Level 1: Unit Correctness

These tests prove that the algorithm respects core game semantics and obvious tactical priorities.

immediate king capture is always preferred over any non-terminal material sequence
the maximum micro-moves rule is never violated
castling still consumes the correct dice and is scored correctly
promotion branches are ranked consistently

This level protects correctness and prevents regressions that would otherwise be hidden inside large simulations.

Level 2: Scenario Suite

This suite is a curated set of fixed positions designed to stress the evaluator and shallow search logic.

immediate king capture
unblock-and-capture
promotion race
king exposure after material gain
sacrificial trap
high-mobility versus low-mobility positions
symmetric positions used to verify deterministic tie-breaking

Each scenario defines the FEN, dice multiset, expected preferred line, and the rationale. This suite must remain small enough to run in every local mise run check.
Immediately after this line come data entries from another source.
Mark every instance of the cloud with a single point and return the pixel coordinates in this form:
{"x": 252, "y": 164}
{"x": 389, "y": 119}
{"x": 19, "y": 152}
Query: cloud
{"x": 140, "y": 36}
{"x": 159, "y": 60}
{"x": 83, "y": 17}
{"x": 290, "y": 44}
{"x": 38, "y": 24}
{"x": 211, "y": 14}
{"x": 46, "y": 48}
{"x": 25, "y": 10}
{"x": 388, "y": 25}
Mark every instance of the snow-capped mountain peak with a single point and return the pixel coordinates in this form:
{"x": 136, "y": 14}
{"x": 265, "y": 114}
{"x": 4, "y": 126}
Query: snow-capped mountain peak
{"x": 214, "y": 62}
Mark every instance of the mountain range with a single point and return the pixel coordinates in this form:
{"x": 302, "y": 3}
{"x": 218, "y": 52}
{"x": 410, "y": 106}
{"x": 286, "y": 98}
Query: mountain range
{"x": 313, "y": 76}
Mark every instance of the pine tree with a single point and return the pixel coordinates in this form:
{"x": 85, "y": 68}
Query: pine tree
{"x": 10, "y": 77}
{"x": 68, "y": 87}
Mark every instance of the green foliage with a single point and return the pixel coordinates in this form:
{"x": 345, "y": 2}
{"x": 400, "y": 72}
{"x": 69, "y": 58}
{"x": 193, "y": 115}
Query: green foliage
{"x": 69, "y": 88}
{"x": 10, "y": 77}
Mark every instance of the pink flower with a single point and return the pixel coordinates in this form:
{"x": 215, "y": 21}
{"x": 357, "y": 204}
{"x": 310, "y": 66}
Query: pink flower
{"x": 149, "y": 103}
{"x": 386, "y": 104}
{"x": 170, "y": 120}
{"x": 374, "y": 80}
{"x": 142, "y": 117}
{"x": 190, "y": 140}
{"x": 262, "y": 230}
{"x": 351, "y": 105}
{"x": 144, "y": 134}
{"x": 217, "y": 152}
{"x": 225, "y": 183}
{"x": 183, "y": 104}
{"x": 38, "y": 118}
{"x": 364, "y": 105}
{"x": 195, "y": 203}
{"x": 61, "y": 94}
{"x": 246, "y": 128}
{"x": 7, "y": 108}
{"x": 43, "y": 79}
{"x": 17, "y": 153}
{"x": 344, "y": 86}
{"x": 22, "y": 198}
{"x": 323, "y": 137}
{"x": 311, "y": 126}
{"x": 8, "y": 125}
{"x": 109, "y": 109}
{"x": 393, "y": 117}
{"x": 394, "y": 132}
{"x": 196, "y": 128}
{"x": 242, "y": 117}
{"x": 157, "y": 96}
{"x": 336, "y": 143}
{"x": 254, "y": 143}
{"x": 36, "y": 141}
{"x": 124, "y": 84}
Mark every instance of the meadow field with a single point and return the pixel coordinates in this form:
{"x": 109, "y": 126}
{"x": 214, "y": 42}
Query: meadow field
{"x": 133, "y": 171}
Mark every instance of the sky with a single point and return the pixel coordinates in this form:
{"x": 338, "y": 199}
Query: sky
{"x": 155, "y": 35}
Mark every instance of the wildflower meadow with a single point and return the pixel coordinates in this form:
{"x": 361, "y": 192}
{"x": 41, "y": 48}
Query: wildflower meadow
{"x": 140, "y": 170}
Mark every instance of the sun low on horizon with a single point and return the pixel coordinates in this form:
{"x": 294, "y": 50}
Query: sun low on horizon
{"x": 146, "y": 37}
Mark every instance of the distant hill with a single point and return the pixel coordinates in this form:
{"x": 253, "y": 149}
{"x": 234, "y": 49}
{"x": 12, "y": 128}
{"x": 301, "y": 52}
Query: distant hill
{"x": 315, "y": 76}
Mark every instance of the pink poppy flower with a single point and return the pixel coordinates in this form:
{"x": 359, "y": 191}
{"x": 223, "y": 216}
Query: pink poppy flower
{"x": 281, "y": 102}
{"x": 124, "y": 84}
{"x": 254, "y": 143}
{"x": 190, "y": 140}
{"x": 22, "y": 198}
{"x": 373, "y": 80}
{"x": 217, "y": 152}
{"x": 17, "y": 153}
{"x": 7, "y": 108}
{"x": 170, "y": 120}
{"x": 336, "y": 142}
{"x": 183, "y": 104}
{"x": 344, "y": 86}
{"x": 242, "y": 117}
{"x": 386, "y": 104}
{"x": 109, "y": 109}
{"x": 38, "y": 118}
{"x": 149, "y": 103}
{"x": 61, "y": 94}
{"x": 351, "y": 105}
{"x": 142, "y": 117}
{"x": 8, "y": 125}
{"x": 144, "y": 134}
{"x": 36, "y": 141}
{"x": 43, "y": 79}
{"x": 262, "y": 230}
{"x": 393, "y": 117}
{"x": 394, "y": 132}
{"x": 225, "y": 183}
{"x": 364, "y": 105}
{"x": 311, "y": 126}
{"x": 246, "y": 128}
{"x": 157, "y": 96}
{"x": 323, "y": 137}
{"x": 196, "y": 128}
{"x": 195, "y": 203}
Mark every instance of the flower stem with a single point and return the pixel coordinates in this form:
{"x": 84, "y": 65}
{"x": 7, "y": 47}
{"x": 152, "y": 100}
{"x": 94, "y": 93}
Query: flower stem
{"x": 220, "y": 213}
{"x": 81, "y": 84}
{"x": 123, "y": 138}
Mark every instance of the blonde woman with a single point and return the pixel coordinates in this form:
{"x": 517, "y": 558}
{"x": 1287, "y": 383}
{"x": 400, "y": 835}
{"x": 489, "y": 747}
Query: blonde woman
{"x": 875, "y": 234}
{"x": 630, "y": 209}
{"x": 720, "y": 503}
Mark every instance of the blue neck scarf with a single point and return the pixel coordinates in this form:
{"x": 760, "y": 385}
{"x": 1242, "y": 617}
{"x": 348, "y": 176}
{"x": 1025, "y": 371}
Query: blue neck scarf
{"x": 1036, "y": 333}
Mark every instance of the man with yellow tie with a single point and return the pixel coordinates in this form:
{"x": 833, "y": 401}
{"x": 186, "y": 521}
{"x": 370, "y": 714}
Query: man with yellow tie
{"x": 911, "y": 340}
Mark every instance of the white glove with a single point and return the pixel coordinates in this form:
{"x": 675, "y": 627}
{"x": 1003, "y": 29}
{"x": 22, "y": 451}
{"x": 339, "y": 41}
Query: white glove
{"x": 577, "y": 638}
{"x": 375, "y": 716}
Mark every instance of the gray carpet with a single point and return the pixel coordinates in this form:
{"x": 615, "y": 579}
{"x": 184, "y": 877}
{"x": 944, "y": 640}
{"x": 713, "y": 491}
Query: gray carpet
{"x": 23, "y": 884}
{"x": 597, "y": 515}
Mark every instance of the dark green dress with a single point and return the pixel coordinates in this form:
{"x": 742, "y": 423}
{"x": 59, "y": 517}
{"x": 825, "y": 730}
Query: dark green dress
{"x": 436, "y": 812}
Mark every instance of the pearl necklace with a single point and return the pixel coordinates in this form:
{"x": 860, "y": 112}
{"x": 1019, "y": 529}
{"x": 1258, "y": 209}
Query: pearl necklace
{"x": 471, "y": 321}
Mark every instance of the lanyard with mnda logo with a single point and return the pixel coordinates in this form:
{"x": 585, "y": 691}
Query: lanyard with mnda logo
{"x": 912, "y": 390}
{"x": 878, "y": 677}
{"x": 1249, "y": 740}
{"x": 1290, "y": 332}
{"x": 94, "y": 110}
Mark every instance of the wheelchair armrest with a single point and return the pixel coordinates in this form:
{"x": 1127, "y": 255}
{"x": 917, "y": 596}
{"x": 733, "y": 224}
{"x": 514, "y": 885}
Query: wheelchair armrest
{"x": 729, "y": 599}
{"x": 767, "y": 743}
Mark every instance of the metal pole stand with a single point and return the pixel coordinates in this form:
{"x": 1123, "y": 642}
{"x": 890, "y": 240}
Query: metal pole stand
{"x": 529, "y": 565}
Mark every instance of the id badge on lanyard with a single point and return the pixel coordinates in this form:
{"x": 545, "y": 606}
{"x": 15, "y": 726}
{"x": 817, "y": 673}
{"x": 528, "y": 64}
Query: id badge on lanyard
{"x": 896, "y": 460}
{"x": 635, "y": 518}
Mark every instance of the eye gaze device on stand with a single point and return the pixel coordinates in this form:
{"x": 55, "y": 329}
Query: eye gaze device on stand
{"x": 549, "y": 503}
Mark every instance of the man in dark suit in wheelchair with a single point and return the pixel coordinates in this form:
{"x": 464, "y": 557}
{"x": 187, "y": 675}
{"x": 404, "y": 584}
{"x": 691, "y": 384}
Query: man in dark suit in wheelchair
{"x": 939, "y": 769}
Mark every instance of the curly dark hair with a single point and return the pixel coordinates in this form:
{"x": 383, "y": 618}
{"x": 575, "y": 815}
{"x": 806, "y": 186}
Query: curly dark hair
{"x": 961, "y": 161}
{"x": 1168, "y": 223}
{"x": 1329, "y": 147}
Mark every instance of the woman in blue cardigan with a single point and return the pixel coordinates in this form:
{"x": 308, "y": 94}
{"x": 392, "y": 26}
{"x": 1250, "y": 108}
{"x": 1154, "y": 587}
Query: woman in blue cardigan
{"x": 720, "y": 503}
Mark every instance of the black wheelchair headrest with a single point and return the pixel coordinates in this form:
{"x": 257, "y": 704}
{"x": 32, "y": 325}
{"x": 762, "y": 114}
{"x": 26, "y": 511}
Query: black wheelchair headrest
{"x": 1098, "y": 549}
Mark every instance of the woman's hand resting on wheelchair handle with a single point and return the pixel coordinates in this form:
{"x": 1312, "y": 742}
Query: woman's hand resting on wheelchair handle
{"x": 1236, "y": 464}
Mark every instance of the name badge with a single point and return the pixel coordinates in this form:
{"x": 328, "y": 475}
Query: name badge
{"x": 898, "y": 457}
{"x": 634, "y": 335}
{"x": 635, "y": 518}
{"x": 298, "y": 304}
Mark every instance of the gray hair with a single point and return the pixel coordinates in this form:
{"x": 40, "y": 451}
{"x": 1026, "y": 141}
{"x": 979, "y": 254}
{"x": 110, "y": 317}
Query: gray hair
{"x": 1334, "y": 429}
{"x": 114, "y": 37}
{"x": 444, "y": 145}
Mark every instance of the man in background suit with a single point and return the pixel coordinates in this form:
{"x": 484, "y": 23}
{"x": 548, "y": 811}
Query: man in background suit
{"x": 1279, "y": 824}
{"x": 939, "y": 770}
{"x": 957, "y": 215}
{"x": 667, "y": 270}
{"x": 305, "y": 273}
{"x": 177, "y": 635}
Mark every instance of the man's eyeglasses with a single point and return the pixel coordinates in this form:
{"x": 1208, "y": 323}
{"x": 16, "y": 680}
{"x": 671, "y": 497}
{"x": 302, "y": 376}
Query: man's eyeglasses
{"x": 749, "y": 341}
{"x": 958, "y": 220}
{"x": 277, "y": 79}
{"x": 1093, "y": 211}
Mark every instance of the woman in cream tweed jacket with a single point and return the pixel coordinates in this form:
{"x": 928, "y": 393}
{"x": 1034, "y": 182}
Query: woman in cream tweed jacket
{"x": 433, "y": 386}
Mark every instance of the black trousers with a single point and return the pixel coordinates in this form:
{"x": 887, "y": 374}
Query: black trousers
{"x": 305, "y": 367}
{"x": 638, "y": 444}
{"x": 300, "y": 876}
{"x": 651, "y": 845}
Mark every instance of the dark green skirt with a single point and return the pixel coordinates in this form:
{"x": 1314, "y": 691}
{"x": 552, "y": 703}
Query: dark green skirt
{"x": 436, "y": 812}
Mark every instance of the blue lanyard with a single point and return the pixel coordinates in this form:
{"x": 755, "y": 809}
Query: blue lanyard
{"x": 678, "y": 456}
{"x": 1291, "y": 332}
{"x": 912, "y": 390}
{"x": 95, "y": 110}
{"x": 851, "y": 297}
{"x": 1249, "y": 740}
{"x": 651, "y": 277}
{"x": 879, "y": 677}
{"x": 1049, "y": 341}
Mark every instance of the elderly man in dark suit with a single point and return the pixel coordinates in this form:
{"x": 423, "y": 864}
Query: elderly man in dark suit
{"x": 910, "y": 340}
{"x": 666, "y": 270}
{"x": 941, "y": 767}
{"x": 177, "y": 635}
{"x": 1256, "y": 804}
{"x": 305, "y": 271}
Level 3: Mass Simulation (Bot Arena)

This is the acceptance layer for comparing playing strength. Each challenger algorithm plays a large head-to-head match against the baseline:

baseline as White, challenger as Black
challenger as White, baseline as Black
fixed seed lists for reproducibility
repeated across multiple starting positions, tactical middlegames, and simplified endgames

Match Protocol

The benchmark harness should follow a stable protocol so that results remain comparable over time.

Required controls

deterministic PRNG seeding
explicit algorithm identity and Git commit hash in output reports
symmetric color assignment (equal games as White and Black)
turn/time budget settings recorded in the report
fixed resignation, repetition, and 50-move limit rules

Required metrics

At minimum, collect:

win, loss, and draw rates
average game length (turns)
average decision time per turn
average number of candidate paths or nodes evaluated
runtime distribution (percentiles), not just mean runtime

Acceptance criteria

A challenger should replace the baseline only when all of the following are true:

it passes unit correctness and scenario-suite checks
it shows a statistically meaningful improvement in head-to-head results (Win Rate > 50%)
it does not introduce an unacceptable runtime regression for the target environment (e.g. browser/JS vs server/JVM)

Reporting Format

Each experiment should produce a concise report:

================================================================================
🎲♟️  Dice Chess Bot Arena - JVM Match Runner
Baseline Bot: [Name] (ID)
Games per Color: [N] (Total [2N] games per match)
================================================================================
Opponent Bot    | Total | Wins (W/B)   | Losses (W/B) | Draws (W/B)  | Win Rate | Time
----------------------------------------------------------------------------------------
[Bot A]         | 1600  | ...          | ...          | ...          |    ...%  | ...s

This makes search changes reviewable inside pull requests instead of relying on anecdotal observations.

Suggested Issue Decomposition

The future search engine tasks are decomposed as follows:

Expectimax search skeleton (Milestone v0.6)
Star1 and Star2 pruning implementation
Zobrist Hashing & Transposition Table integration
Structured concurrency: parallelize chance-nodes using Ox
Search evaluation reports and fixtures

Milestone Mapping

The recommended milestone mapping is:

v0.5 - Evaluation & Heuristics
- Zobrist Hashing implementation
- Transposition Table structure
v0.6 - Expectimax Search Engine
- Expectimax implementation and chance-node evaluations
- Star1/Star2 pruning
- Concurrency and parallel search improvements with Ox

This keeps the project aligned with the approved milestones published in [AGENTS.md].